Referring still to Figure 1 the NMR signal produced by the subject is picked up by the receiver coil 152 and applied through the preamplifier 153 to the input of a transceiver 150. The received signal is at or near the Larmor frequency, and this high frequency signal is down converted in a two-step process, which first mixes the NMR signal with a carrier signal and then mixes the resulting difference signal with a reference signal. The down converted NMR signal is applied to the input of an analog-to-digital (AID) converter, which samples and digitizes the analog signal and applies it to a digital detector and signal processor which produces in-phase (I) values and quadrature (Q) values corresponding to the received NMR signal. The resulting stream of digitized I and Q values of the received signal are output through backplane 118 to the memory module 160 and array processor 161 where they are employed to reconstruct an image.
Referring to Figure 2, a cross sectional view of the magnet assembly is shown generally at 200. The magnet assembly 200 comprises a primary coil including a set of positive turns 202, 204, 210, 212, 214, 216 and a set of negative turns 206, 208. The set of primary coil positive turns 202, 204, 210, 212, 214, 216 are electrically wired in series (see Fig. 3) and are positioned radially symmetric with respect to a longitudinal axis 218.
In Figure 3, circuit elements 236 and 238 are superconducting switches comprising a length of superconducting wire (e.g., a non-inductively wound coil) wired across a set of terminals. To add or remove current from the magnet or dump current from the secondary coil, the switches are heated to convert them to a normal or non-superconducting mode.

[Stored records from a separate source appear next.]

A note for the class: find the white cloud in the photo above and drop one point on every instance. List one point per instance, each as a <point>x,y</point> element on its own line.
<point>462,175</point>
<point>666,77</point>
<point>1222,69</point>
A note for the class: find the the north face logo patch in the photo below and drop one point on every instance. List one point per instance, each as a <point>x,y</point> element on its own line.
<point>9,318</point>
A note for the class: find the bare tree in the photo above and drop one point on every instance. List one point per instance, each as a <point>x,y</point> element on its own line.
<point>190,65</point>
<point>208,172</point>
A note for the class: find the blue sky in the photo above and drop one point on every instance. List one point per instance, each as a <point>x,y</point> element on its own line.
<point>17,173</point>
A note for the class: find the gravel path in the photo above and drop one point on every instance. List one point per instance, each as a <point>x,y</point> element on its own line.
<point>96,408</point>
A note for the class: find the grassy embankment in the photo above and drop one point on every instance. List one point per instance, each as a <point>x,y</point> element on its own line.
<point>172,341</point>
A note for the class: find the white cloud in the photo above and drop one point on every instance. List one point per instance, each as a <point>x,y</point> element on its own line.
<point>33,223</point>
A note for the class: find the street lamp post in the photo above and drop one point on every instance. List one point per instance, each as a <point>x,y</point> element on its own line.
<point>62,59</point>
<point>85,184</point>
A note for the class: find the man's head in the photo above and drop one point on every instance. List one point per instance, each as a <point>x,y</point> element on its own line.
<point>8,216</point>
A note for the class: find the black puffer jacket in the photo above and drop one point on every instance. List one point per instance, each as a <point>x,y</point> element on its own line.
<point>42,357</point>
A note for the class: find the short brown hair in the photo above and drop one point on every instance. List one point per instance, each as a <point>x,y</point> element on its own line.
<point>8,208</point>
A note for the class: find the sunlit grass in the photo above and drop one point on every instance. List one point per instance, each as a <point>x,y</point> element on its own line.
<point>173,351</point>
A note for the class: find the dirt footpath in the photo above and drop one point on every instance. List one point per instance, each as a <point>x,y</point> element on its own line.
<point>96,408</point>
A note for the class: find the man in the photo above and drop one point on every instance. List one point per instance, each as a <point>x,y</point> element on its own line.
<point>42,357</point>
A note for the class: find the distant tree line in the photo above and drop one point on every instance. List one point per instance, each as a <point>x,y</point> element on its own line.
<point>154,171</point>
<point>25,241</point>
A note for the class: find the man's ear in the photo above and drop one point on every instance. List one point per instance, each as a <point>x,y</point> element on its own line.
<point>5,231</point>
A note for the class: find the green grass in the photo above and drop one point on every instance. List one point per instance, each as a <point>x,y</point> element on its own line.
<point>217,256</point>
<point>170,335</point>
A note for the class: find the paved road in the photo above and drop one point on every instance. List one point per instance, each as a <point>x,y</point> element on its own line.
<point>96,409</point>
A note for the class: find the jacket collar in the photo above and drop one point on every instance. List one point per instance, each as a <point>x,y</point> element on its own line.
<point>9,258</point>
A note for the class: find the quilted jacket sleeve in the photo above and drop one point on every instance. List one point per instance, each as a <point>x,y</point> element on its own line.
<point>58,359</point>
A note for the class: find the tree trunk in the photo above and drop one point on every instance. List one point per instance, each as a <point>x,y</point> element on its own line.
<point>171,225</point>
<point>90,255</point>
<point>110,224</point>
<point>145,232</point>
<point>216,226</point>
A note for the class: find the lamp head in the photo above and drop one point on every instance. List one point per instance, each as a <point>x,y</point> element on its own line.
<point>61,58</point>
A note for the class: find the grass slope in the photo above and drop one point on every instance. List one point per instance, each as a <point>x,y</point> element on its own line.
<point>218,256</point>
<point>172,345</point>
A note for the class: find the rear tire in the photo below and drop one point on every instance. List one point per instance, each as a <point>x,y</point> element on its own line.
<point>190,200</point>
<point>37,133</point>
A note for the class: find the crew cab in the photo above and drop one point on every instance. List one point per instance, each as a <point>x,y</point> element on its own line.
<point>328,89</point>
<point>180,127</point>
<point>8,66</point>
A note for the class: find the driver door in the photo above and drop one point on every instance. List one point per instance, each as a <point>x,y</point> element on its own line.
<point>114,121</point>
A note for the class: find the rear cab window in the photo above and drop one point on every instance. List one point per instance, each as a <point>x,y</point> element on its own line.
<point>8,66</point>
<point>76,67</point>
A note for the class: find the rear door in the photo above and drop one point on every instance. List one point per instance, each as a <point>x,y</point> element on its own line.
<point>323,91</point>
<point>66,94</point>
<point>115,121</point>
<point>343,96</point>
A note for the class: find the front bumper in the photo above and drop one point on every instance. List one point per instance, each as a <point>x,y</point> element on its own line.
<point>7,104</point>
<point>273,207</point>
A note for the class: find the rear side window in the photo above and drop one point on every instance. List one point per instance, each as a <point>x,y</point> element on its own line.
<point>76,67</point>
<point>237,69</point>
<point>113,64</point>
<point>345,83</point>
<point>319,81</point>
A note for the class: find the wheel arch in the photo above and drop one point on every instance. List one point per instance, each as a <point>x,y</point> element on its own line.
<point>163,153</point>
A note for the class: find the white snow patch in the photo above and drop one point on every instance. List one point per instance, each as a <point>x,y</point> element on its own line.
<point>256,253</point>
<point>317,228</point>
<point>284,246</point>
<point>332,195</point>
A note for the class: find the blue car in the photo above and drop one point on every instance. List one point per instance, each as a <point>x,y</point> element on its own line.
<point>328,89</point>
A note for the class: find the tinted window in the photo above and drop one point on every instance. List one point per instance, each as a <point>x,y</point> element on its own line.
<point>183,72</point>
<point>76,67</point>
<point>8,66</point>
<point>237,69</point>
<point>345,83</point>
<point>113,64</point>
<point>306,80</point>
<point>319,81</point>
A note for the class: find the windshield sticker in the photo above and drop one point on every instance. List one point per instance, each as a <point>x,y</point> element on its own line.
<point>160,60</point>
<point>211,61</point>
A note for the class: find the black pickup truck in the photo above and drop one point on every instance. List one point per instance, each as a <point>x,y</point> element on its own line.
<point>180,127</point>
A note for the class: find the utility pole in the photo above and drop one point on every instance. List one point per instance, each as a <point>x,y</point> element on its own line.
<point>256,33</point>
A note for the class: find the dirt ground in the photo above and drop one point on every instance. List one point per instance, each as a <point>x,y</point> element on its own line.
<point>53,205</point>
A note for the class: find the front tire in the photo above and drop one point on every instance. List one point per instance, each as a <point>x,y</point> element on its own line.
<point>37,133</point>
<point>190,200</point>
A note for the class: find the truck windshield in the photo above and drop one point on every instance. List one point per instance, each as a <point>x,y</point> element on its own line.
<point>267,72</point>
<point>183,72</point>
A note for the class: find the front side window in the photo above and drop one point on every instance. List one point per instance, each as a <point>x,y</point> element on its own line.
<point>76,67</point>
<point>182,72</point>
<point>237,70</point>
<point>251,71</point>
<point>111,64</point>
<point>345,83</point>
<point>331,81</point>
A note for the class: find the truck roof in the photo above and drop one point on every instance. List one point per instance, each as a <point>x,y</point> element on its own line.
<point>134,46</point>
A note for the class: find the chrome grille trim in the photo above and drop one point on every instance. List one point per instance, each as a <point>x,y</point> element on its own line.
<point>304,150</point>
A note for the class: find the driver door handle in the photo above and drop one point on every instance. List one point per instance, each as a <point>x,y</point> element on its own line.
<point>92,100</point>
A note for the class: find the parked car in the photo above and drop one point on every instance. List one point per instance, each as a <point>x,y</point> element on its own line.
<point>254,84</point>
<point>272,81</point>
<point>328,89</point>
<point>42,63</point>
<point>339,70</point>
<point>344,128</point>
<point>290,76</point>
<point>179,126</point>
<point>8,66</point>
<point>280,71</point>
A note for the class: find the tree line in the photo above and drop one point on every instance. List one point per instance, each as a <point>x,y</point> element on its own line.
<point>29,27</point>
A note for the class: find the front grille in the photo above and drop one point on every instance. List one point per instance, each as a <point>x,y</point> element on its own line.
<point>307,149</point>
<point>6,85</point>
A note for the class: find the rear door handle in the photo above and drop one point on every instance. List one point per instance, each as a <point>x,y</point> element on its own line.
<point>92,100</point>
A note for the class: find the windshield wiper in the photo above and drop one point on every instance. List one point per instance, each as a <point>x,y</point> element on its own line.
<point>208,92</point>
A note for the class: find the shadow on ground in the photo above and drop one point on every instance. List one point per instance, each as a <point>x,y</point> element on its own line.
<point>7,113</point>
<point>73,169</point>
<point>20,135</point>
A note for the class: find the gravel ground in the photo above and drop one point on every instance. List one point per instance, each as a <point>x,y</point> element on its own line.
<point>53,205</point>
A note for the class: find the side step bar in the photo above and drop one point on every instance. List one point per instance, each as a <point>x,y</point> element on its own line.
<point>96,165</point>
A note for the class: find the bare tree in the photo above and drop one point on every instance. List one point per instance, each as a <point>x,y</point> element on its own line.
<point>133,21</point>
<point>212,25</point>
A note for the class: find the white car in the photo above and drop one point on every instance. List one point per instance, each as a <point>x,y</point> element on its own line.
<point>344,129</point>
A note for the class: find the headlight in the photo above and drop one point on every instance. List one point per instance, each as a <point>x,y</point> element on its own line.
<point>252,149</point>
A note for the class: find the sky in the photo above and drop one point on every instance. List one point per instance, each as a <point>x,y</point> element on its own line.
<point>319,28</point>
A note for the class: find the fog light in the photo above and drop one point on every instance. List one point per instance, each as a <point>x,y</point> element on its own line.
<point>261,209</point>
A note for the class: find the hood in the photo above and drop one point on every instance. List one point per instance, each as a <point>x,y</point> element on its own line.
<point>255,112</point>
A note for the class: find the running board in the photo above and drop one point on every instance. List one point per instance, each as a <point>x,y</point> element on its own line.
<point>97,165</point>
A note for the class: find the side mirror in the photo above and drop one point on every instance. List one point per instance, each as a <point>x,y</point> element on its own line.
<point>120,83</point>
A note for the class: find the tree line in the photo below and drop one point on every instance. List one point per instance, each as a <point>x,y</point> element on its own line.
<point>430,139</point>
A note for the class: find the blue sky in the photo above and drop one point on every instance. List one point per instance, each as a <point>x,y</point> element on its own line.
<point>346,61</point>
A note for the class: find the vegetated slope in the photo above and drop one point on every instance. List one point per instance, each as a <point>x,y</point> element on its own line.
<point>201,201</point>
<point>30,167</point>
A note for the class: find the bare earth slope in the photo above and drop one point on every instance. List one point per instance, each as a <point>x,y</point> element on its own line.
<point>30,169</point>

Further in Figure 2, the set of primary coil positive turns 202, 204, 210, 212, 214, 216 are further positioned so as to comprise a set of pairs of positive turns 202, 204, 210, 212, 214, 216 symmetric with respect to a mid plane 232.
Each segment of the set of primary coil positive turns 202, 204, 210, 212, 214, 216 is wound separately and has a plurality of turns, N, wound in a predetermined clockwise or counterclockwise direction as viewed along the axis 218 (Fig. 4).
The set of primary coil negative turns 206, 208 are electrically wired in series with the primary coil positive turns 202, 204, 210, 212, 214, 216 (see Fig. 3).
The primary coil negative turns 206, 208 are also positioned radially symmetric with respect to the axis 218. The primary coil negative turns 206, 208 are further positioned so as to comprise a set of pairs of negative turns 206, 208 also symmetric with respect to the mid plane 232. Each segment of the set of primary coil negative turns 206, 208 is wound separately and has a plurality of turns, Nk, wound in a predetermined counterclockwise or clockwise direction contrary to the clockwise or counterclockwise direction of the primary coil positive 202, 204, 210, 212, 214, 216 turns as viewed along the axis 218 (Fig. 4).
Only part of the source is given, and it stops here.